The central bank will expand the base for calculating loan-to-deposit ratios by including savings held by banks for non-deposit-taking financial institutions into bank deposits. Under the current rules, Chinese banks are allowed to lend up to 75 percent of their deposits.

Lian Ping, chief economist at Bank of Communications Co Ltd, said: "By enlarging the scope of deposits, the central bank will defuse the pressure of attracting deposits on banks, especially medium-sized joint-equity commercial banks. It is estimated that the loan-to-deposit ratio may drop by more than 5 percentage points."

Statistics from listed commercial banks showed that the savings of non-bank financial institutions accounted for about 8 percent of the total deposits of the listed banks at the end of June. For Industrial Bank Co Ltd alone, such savings even took up 24.7 percent of its deposits. It is expected that the adjustment of the calculation method may lower the bank's loan-to-deposit ratio by 12 percentage points.

The rule change will ease liquidity conditions and reduce deposit and lending rates for commercial banks. It will also help lower financing costs for domestic companies, Lian said.

The PBOC said banks should set aside additional reserves for the newly included deposits, but the reserve requirement ratio is set at zero for the time being, which means banks do not need to hold additional reserves at present.

According to a research report by Shenyin & Wanguo Securities Co Ltd, the savings held by banks for non-deposit-taking financial institutions had reached 10.3 trillion yuan ($1.65 trillion) as of Sept 30. Additional reserves are needed for 7.8 trillion yuan of the savings. If the reserve requirement ratio were 20 percent, about 1.5 trillion yuan would be set aside as additional reserves.

Wen Bin, principal researcher at China Minsheng Banking Corp Ltd, said: "If the PBOC requires banks to set aside additional reserves worth 1.5 trillion yuan, it would have to cut the RRR by 150 basis points to offset the reserves' impact on liquidity. The central bank decided not to resort to an across-the-board RRR cut due to concerns that the financial market will interpret this move as China's easing of monetary policy."

Li Shanshan, a banking analyst at BOCOM International Holdings Co Ltd, said the PBOC does not want to send a signal indicating that the monetary policy will become too loose.

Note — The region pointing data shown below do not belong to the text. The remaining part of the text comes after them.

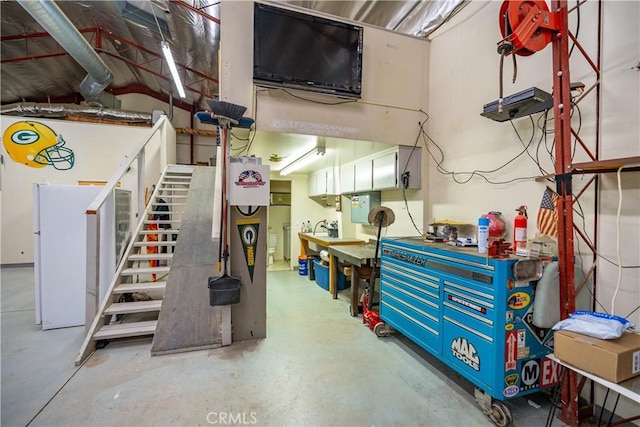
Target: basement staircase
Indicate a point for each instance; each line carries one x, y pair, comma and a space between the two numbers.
133, 301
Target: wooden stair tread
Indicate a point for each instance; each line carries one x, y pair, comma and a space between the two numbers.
158, 243
165, 212
145, 270
133, 307
150, 256
123, 330
126, 288
159, 231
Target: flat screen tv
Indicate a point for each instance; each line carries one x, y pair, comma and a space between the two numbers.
292, 49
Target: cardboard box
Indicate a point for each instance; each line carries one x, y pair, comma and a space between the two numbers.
614, 360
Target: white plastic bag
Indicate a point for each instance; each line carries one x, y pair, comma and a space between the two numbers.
596, 325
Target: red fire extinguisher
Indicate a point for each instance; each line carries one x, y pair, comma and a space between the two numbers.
520, 231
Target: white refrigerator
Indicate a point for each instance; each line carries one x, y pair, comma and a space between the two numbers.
59, 224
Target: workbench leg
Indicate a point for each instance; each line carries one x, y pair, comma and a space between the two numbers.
355, 290
333, 274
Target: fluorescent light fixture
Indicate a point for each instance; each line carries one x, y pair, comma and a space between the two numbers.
302, 161
172, 66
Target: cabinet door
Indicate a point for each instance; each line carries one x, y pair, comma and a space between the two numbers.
321, 182
313, 184
386, 171
347, 178
364, 176
330, 182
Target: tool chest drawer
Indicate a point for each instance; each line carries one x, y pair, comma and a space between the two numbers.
471, 308
468, 311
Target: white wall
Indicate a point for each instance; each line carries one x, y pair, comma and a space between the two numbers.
204, 148
98, 150
464, 77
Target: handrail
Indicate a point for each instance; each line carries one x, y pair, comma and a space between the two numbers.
93, 215
97, 321
101, 197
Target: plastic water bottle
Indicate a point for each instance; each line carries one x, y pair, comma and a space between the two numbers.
483, 234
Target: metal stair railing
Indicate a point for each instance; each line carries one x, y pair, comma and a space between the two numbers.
99, 320
167, 155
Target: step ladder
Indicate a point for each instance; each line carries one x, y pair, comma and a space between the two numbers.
132, 304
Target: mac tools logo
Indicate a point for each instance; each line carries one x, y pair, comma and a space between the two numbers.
250, 179
464, 351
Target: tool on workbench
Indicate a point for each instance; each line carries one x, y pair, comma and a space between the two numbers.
380, 216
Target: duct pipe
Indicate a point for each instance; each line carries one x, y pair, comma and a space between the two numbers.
55, 22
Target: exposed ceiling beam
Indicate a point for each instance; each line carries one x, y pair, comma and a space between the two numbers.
144, 90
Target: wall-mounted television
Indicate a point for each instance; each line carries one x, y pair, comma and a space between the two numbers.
292, 49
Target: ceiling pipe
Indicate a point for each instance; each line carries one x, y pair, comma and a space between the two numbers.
56, 23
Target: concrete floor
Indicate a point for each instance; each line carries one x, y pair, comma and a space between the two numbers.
317, 367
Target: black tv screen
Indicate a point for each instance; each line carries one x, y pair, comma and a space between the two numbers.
307, 52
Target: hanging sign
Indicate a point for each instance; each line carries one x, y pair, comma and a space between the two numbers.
248, 229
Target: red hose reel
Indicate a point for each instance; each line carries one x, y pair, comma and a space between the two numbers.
527, 26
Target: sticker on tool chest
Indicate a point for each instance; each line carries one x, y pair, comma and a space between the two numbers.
511, 351
466, 352
530, 375
518, 300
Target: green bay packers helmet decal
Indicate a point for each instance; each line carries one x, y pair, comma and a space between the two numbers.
36, 145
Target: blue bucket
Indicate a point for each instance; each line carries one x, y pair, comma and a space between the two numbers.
302, 265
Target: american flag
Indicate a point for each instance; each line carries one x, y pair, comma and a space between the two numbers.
548, 213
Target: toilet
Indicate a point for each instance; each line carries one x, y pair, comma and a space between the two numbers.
273, 240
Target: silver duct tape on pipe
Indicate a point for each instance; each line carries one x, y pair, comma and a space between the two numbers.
32, 109
56, 23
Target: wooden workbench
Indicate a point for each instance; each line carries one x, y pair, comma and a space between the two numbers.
326, 242
361, 259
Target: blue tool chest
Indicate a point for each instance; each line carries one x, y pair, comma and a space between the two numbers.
469, 311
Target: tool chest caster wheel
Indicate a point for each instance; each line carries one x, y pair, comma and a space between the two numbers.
500, 415
381, 330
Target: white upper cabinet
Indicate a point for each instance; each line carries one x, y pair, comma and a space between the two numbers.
398, 167
364, 175
347, 178
322, 182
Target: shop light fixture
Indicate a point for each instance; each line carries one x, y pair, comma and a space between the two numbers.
172, 66
304, 160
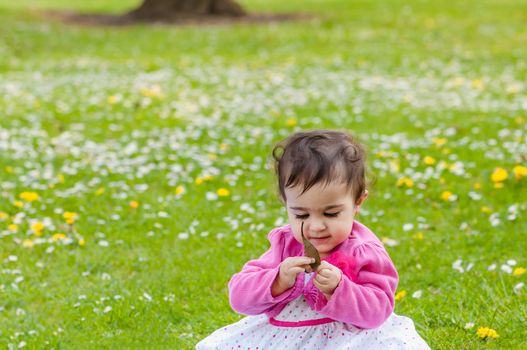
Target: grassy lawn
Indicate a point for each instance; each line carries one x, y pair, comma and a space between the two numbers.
114, 143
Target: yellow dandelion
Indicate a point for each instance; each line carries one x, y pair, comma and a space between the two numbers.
394, 166
405, 181
447, 195
400, 295
439, 141
29, 196
499, 175
70, 217
180, 190
418, 236
37, 228
429, 160
486, 210
519, 172
58, 237
518, 271
223, 192
486, 332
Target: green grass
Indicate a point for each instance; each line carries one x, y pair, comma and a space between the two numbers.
94, 118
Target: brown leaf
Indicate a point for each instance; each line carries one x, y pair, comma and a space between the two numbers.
310, 250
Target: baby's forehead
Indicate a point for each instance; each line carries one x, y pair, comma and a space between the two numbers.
328, 189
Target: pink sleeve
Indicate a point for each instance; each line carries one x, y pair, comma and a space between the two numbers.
250, 289
365, 295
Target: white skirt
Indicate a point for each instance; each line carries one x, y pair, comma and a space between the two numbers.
257, 332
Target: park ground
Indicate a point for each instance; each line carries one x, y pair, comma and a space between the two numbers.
135, 173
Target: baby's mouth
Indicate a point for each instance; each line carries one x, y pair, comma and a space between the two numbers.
318, 239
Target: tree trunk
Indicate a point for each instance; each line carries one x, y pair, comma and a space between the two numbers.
169, 9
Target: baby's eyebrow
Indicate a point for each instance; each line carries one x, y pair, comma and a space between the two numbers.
333, 206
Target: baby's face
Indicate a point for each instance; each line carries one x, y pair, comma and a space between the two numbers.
327, 212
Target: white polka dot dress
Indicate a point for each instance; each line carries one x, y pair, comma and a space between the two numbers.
299, 327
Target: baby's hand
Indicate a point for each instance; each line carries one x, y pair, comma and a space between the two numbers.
289, 269
327, 278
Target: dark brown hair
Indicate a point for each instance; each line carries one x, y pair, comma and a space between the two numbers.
320, 156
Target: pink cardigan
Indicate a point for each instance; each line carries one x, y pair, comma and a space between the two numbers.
363, 298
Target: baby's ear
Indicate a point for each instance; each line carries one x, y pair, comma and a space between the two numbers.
362, 198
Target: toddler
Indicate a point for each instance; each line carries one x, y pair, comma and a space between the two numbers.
344, 302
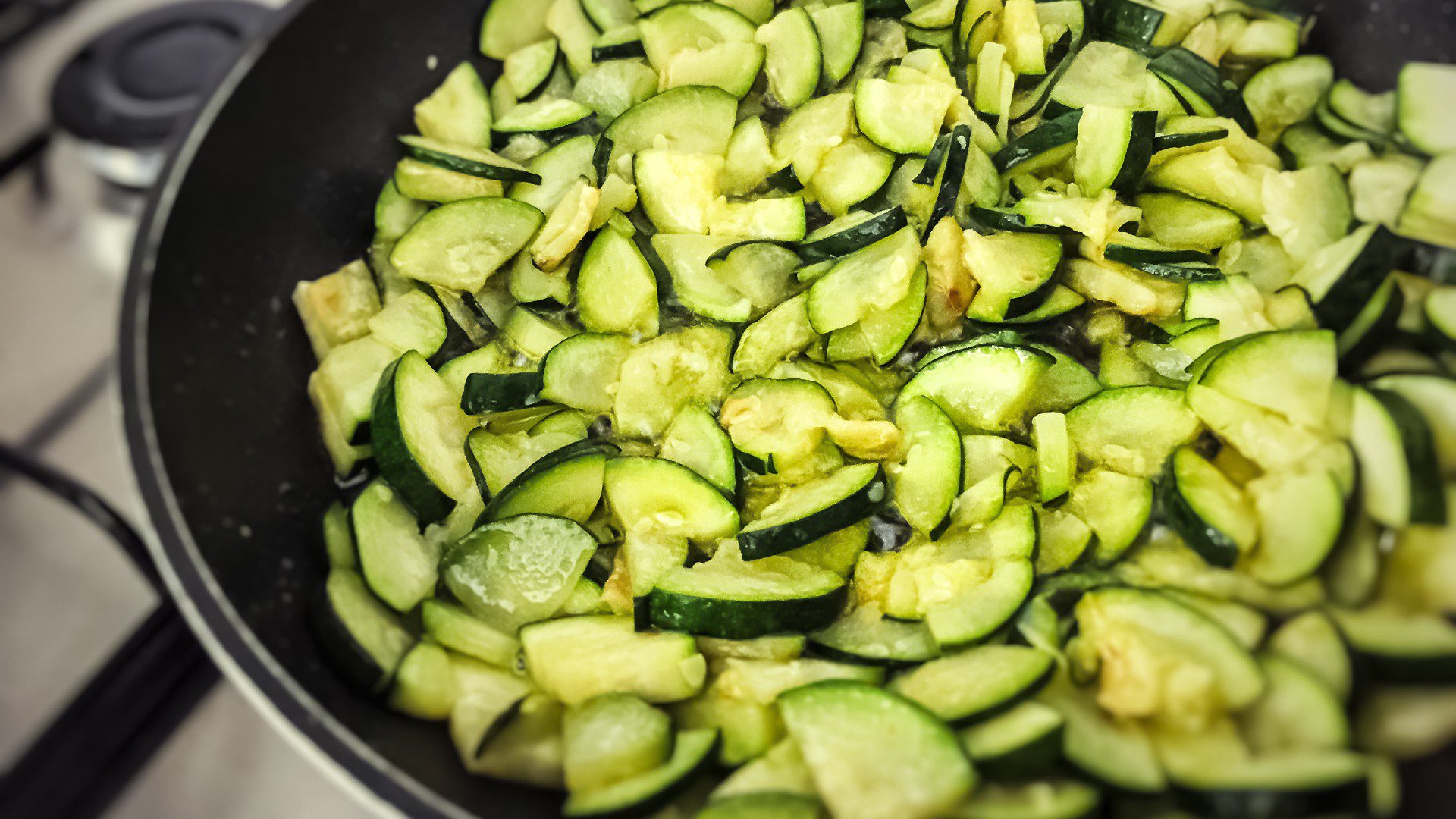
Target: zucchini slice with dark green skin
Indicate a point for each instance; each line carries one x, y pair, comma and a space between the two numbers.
845, 730
1395, 648
473, 162
565, 483
854, 238
811, 510
360, 635
1273, 789
1133, 256
934, 161
1369, 331
977, 682
1397, 449
1345, 292
886, 8
956, 158
742, 601
1050, 140
870, 639
644, 793
601, 159
1128, 22
1200, 86
1141, 148
1196, 499
628, 46
721, 254
1181, 271
1169, 142
992, 221
402, 461
495, 392
1024, 739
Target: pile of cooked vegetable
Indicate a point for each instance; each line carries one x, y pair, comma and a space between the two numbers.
981, 409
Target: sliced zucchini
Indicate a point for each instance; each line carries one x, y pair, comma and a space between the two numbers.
902, 117
1112, 148
781, 334
1401, 477
854, 232
1112, 751
1301, 516
977, 682
1296, 713
840, 33
867, 635
1131, 428
582, 372
542, 117
617, 290
733, 599
862, 281
666, 373
363, 639
1289, 784
778, 422
473, 162
1011, 270
762, 806
692, 749
576, 659
1139, 621
459, 245
695, 441
669, 497
929, 480
1207, 509
513, 25
984, 388
565, 483
874, 754
814, 509
517, 570
1036, 799
424, 684
497, 392
1022, 739
466, 634
792, 57
691, 120
610, 739
419, 436
459, 111
395, 558
1043, 148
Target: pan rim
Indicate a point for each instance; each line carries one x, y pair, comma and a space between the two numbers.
372, 780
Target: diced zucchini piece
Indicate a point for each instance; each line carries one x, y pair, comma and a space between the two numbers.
576, 659
873, 754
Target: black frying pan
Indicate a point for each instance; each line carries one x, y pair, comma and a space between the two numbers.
277, 184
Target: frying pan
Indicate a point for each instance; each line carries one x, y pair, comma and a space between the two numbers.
274, 184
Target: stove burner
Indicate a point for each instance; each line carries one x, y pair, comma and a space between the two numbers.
140, 82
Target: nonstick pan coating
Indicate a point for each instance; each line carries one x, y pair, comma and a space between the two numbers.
277, 184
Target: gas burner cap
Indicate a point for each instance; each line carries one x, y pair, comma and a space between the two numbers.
142, 80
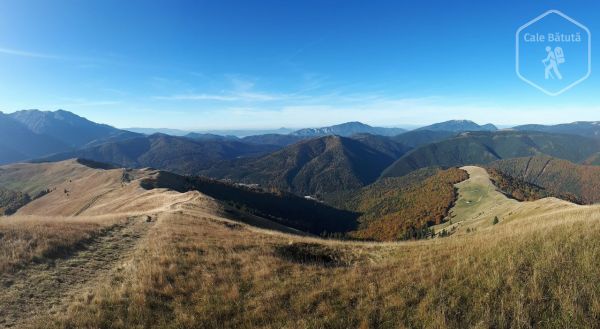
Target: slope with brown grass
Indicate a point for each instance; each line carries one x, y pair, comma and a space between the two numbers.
196, 268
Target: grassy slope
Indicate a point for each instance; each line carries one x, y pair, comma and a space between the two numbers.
536, 271
555, 175
483, 147
196, 269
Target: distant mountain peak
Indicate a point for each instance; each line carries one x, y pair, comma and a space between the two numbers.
348, 129
459, 126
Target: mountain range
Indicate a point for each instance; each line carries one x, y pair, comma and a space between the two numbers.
315, 161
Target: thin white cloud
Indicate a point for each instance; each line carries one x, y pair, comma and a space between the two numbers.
24, 53
229, 97
197, 97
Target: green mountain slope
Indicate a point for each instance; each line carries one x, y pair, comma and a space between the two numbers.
402, 208
178, 154
486, 147
316, 166
559, 177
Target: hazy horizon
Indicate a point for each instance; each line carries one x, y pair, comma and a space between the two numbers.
214, 66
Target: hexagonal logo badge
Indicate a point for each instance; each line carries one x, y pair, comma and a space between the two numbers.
553, 52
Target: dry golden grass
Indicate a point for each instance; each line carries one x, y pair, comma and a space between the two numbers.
32, 238
197, 272
193, 269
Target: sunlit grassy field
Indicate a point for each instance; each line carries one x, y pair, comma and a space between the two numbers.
205, 273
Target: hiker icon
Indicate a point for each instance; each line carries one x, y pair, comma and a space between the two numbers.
552, 61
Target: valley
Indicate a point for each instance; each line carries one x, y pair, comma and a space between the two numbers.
482, 228
160, 258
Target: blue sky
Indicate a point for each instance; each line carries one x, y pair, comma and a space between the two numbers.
266, 64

"The central bank released short-term liquidity in recent months mainly through monetary policy tools. Although it may cut RRR and interest rates next year, the central bank is unlikely to do so within a short time," Li said in a research note.

By easing the rules on loan-to-deposit ratios, the PBOC will improve the credit capacity of commercial banks, but it does not mean that banks will increase lending, analysts and economists said.

The speed of lending depends more on the loosening of credit policies and the demand of the real economy than loan-to-deposit ratios. The major problem now is lack of sufficient credit demand, Li said.